Inspiration

After listening to the HoloRay presentation during the opening ceremony, our team wanted to learn more about the technology that they were building. We attended the HoloRay workshop and were immediately fascinated by the potential of real time anatomical annotation visualization.

What it does

Our project enhances the HoloRay platform by allowing surgeons to annotate directly onto the video feed while providing AI-assisted real-time anatomical identification. Unlike typical annotation tools, our annotations remain anchored to the intended location even as the video moves, ensuring accuracy and context are preserved.

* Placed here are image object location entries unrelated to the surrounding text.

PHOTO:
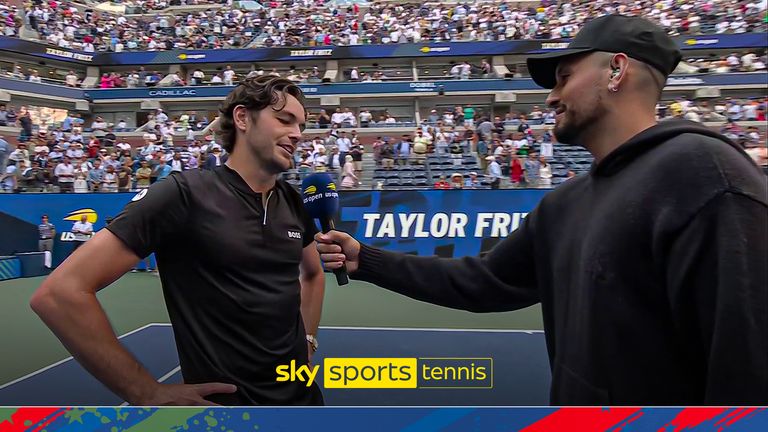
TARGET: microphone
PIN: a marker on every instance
(322, 202)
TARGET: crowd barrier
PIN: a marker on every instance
(431, 222)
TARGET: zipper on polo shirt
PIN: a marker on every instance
(266, 206)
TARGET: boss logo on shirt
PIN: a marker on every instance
(140, 195)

Additionally, the system can analyze any image input, providing immediate AI feedback about the anatomical structures or objects within the frame.

How we built it

We used OpenCV to handle video input, extract frames, and render annotations dynamically. Gemini AI was used to analyze images and providing information about the identified medical objects.

Challenges we ran into

When first presented with the HoloRay challenge, we were confused about where to begin as the problem seemed very daunting to solve. Our team did not have a lot of experience dealing with Opencv and image/video processing. Once we managed to get started, we also ran into the problem of not knowing how to split up work in a way that would not leave people not having parts to work on. Once we had some sort of a working video tracking system, it was difficult to make the tracking more robust and reliable as there were still huge inconsistencies between renders.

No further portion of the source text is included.